I also shoved at the Pembrokeshire coast path draft a bit more, and got a bit closer, I think. It’s hard work, partly because it’s long, and partly because I think it runs the risk of being description/feeling. I’m not entirely sure I know what it’s doing yet, but for now I’m just trusting that if I keep at it, it too will turn into something useful, whether that’s a table or a pull-along duck.
So one of the satellite effects of this writing daily thing is that, as momentum increases, so does my desire to get things out there. I’ve always found submitting poetry to competitions and journals about as painful as writing them in the first place – in part just because of the sheer boring-ness of it, and in part because, yes, I’m lazy and disorganised. But today I submitted four pieces to Magma magazine, and I’m working on my submission to the Faber new poets scheme – ambitious, yes, but why the hell not? It doesn’t cost anything to enter, like most competitions do. I’m also thinking about a submission to a new online journal, and two other upcoming competitions run by Mslexia. The likelihood is that none of these will actually come to anything… but just having a go feels empowering. And grouping all my poems together, in some sort of coherent order, has helped me identify which ones still have slight disfigurements that need fixing, as well as rediscovering some that I’d forgotten about/mislaid after The Great Laptop Theft of 2012.
I’ve been meaning to mention last Thursday’s walk for the last few days but just not had the time to fit it in… I’m tempted to put it off again today but know that if I don’t write about it soon all the freshness and zest will be lost. I’ll keep it brief: I live pretty close to the unbelievably gorgeous Sydenham Hill Wood, the largest remaining tract of the old Great North Wood, which used to stretch from Deptford to Selhurst. It’s now managed as a nature reserve, and it’s a really special place: it’s hard to believe you’re so close to central London when you’re there. Quite by chance I stumbled across an online mention of last Thursday’s evening birdsong walk, and as I’ve been getting into birds a bit recently (in the most casual way possible – mainly just keeping an eye out for them, and enjoying watching them in the trees around my flat) and generally just loving woodland, I went along. Although the wind meant that we didn’t hear a huge amount of birdsong, it was still brilliant.
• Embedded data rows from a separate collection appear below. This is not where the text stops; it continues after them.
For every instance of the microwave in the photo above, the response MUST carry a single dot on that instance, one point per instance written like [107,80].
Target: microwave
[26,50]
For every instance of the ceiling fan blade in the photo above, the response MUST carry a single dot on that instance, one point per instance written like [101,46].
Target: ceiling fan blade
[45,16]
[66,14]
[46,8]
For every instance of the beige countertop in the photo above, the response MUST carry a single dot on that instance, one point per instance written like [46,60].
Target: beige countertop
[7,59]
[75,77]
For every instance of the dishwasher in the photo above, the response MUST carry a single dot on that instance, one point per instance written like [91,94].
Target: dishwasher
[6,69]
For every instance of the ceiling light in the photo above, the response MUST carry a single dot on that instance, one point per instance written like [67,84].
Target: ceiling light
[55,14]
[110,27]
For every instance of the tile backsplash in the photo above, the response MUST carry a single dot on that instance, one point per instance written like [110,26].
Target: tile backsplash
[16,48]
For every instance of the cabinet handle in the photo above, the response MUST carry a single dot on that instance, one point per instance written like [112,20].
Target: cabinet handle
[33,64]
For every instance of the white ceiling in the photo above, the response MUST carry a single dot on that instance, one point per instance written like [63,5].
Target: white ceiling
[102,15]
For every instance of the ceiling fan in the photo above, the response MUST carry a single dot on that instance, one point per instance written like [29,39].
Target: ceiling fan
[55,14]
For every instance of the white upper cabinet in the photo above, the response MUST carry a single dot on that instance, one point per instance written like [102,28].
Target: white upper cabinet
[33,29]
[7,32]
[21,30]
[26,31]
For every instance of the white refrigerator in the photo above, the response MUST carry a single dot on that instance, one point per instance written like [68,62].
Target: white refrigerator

Learning to listen out for and identify a few birds just from their calls was pretty thrilling, and learning about the wood and its history from conservation officer Daniel Greenwood was fascinating. Plus being in woodland at dusk is pretty special by itself. There’s another guided tree identification walk this Thursday, and if I can manage the timings work-wise, I’ll be there. Highly recommended if you just happen to be in South East London.